Morality is neither subjective nor objective. It’s not arbitrary like favorite colors, nor mind-independent like mathematics. It’s closest to language, money, or law: real patterns that exist because of collective human activity, and that constrain individuals once they exist. Human ethics isn’t “true”—it’s just what humans do.
Our intuitions are noisy samples from the cluster. Neither infallible nor arbitrary. Philosophical “edge cases” where intuitions and theories diverge are just regions where our approximation methods have high variance. They reveal less about deep truths and more about the limits of our tools.
The AI Alignment Problem
This brings me to Amanda Askell, Anthropic’s philosopher-in-residence. She has a tough job indeed. In specifying Claude’s “character“—the values and dispositions that guide how the model behaves—she and her colleagues must approximate the human value-cluster well enough that the system behaves in ways we’d endorse, across millions of diverse interactions. No single moral theory suffices. The approximation must be robust to edge cases where our theories diverge.

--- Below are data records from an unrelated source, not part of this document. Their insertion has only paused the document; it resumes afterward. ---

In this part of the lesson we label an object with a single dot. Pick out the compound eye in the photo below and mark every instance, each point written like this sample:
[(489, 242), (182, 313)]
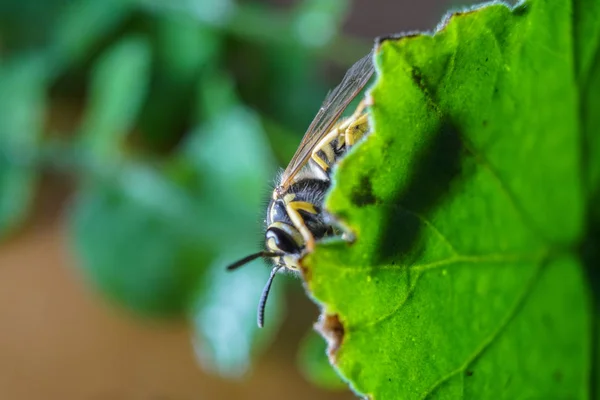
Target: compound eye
[(283, 241)]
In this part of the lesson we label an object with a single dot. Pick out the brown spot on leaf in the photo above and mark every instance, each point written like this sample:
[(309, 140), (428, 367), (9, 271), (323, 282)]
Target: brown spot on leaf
[(330, 327)]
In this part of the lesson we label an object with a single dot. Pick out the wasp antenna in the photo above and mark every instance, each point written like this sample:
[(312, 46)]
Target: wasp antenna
[(249, 258), (263, 298)]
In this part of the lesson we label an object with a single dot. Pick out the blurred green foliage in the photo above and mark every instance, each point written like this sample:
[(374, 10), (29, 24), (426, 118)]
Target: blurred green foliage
[(183, 111)]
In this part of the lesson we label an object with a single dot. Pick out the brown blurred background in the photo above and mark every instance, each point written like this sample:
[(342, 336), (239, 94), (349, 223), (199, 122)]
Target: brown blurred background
[(60, 339)]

I have newfound respect for Yudkowsky’s Coherent Extrapolated Volition. It asks: “What would humans want if we knew more, thought faster, were more the people we wished we were?” That’s asking: where’s the center of the cluster, after you remove noise and inconsistency? This view validates the structure of CEV while dropping the realist implication that there’s One True Answer. The cluster is real, but contingent.
And, of course, AIs trained on very different data, or optimizing very different objectives, might develop a different cluster. Not misaligned in the sense of “pursuing human values badly,” but genuinely alien—coherent values that don’t overlap with ours. A different attractor.
What a strange, alien prospect indeed.




The linear algebra metaphor is really cool.